Rosamond turned away on the instant, ran to the picture, stepped over the frame of it, heard a door close gently, gave one glance back, saw behind her the loveliest palace-front of alabaster, gleaming in the pale-yellow light of an early summer-morning, looked again to the eastward, saw the faint outline of her father’s city against the sky, and ran off to reach it.
It looked much further off now than when it seemed a picture, but the sun was not yet up, and she had the whole of a summer day before her.
The soldiers sent out by the king, had no great difficulty in finding Agnes’s father and mother, of whom they demanded if they knew any thing of such a young princess as they described. The honest pair told them the truth in every point—that, having lost their own child and found another, they had taken her home, and treated her as their own; that she had indeed called herself a princess, but they had not believed her, because she did not look like one; that, even if they had, they did not know how they could have done differently, seeing they were poor people, who could not afford to keep any idle person about the place; that they had done their best to teach her good ways, and had not parted with her until her bad temper rendered it impossible to put up with her any longer; that, as to the king’s proclamation, they heard little of the world’s news on their lonely hill, and it had never reached them; that if it had, they did not know how either of them could have gone such a distance from home, and left their sheep or their cottage, one or the other, uncared for.

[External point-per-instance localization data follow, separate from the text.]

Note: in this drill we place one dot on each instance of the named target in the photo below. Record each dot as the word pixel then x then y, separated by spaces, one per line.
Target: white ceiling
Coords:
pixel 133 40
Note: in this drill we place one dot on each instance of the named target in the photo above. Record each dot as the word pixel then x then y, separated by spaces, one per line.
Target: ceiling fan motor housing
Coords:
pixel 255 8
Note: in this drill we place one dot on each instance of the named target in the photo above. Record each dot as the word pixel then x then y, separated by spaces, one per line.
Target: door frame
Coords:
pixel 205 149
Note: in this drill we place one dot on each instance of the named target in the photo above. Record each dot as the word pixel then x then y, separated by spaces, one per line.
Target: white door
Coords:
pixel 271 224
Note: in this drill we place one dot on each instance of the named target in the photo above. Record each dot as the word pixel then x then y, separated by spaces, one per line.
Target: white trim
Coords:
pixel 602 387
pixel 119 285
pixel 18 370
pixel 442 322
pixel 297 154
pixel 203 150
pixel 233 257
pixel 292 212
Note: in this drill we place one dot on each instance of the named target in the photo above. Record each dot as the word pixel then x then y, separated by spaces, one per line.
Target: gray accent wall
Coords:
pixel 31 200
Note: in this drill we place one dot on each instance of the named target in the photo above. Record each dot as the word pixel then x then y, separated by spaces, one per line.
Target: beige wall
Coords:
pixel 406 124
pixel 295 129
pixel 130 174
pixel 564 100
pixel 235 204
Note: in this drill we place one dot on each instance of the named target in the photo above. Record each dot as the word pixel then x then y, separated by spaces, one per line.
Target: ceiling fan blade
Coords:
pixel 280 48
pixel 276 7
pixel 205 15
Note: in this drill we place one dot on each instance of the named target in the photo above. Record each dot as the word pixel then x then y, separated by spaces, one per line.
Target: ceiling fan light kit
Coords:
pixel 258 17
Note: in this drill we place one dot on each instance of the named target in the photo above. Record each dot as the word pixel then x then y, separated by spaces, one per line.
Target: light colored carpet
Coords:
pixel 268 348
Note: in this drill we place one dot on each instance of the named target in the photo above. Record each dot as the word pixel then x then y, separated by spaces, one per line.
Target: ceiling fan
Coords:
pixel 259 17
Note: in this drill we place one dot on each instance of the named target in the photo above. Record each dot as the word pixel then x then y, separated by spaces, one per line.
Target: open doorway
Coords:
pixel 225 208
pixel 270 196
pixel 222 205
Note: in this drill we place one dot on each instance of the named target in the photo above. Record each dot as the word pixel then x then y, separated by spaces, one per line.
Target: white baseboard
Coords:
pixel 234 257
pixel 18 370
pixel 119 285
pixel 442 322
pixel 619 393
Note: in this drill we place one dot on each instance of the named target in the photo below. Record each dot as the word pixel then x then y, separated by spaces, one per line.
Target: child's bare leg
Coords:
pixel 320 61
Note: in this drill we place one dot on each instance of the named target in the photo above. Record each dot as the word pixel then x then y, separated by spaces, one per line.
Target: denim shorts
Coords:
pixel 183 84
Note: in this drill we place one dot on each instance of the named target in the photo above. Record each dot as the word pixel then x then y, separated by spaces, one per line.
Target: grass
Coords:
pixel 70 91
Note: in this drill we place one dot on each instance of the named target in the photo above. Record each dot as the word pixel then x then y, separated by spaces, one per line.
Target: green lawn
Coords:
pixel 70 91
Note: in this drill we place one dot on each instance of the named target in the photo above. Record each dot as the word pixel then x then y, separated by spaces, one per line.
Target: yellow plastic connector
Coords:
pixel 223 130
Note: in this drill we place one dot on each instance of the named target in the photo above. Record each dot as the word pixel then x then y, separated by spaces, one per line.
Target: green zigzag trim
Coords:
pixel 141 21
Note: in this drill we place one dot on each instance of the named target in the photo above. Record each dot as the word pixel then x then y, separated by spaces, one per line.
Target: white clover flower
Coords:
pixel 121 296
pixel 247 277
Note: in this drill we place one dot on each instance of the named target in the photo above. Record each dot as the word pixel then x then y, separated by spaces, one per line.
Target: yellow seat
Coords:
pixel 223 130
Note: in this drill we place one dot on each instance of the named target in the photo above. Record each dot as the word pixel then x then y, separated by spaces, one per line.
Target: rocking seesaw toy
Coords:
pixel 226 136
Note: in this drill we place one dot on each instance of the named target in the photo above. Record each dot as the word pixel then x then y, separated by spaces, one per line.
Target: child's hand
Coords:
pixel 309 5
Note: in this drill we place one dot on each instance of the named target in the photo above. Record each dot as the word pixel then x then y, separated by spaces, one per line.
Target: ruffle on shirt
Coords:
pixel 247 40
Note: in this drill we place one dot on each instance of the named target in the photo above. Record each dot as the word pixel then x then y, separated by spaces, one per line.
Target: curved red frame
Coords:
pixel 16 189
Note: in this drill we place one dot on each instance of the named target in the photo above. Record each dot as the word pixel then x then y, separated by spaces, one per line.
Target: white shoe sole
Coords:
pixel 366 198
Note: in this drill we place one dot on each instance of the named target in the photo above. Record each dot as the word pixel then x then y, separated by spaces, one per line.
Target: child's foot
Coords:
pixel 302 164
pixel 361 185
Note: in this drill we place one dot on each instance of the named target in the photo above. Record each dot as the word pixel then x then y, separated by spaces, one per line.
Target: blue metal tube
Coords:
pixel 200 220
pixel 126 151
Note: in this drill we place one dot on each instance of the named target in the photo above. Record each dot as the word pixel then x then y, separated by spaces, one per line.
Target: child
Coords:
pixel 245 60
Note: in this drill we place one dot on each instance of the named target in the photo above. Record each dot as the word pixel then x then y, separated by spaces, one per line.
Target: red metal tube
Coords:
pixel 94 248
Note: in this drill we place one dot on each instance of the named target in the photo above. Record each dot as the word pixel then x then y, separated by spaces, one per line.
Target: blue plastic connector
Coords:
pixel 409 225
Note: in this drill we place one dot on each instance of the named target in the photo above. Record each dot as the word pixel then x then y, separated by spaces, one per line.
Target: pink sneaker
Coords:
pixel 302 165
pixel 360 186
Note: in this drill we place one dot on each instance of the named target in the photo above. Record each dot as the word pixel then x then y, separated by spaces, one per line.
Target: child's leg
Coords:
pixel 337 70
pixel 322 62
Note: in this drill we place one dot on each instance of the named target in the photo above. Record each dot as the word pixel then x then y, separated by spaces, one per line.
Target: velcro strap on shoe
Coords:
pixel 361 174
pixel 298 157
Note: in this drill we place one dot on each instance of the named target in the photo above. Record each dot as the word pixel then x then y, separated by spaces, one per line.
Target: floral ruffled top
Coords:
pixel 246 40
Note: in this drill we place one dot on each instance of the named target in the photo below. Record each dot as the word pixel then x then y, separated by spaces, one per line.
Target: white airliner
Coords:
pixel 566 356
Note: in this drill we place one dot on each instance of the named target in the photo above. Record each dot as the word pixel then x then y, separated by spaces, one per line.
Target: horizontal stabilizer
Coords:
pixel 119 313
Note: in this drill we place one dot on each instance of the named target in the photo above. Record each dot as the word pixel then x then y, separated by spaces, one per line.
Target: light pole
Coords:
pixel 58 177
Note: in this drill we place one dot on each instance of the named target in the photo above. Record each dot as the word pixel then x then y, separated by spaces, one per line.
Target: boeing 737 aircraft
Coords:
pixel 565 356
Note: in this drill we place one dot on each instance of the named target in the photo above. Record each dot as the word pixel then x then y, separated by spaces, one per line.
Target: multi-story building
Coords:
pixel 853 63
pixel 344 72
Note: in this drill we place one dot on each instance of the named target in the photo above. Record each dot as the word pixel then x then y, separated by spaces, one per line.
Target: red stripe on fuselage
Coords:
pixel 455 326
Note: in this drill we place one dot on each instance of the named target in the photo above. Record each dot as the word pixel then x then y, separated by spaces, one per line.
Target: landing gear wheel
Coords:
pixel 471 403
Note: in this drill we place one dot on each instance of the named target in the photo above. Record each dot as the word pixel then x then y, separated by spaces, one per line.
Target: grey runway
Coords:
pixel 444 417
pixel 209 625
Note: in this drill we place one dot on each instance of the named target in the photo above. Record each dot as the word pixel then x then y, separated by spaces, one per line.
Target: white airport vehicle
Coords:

“You must learn, then, how both of you can go, and your sheep must take care of your cottage,” said the lawyer, and commanded the soldiers to bind them hand and foot.
Heedless of their entreaties to be spared such an indignity, the soldiers obeyed, bore them to a cart, and set out for the king’s palace, leaving the cottage door open, the fire burning, the pot of potatoes boiling upon it, the sheep scattered over the hill, and the dogs not knowing what to do.
Hardly were they gone, however, before the wise woman walked up, with Prince behind her, peeped into the cottage, locked the door, put the key in her pocket, and then walked away up the hill. In a few minutes there arose a great battle between Prince and the dog which filled his former place—a well-meaning but dull fellow, who could fight better than feed. Prince was not long in showing him that he was meant for his master, and then, by his efforts, and directions to the other dogs, the sheep were soon gathered again, and out of danger from foxes and bad dogs. As soon as this was done, the wise woman left them in charge of Prince, while she went to the next farm to arrange for the folding of the sheep and the feeding of the dogs.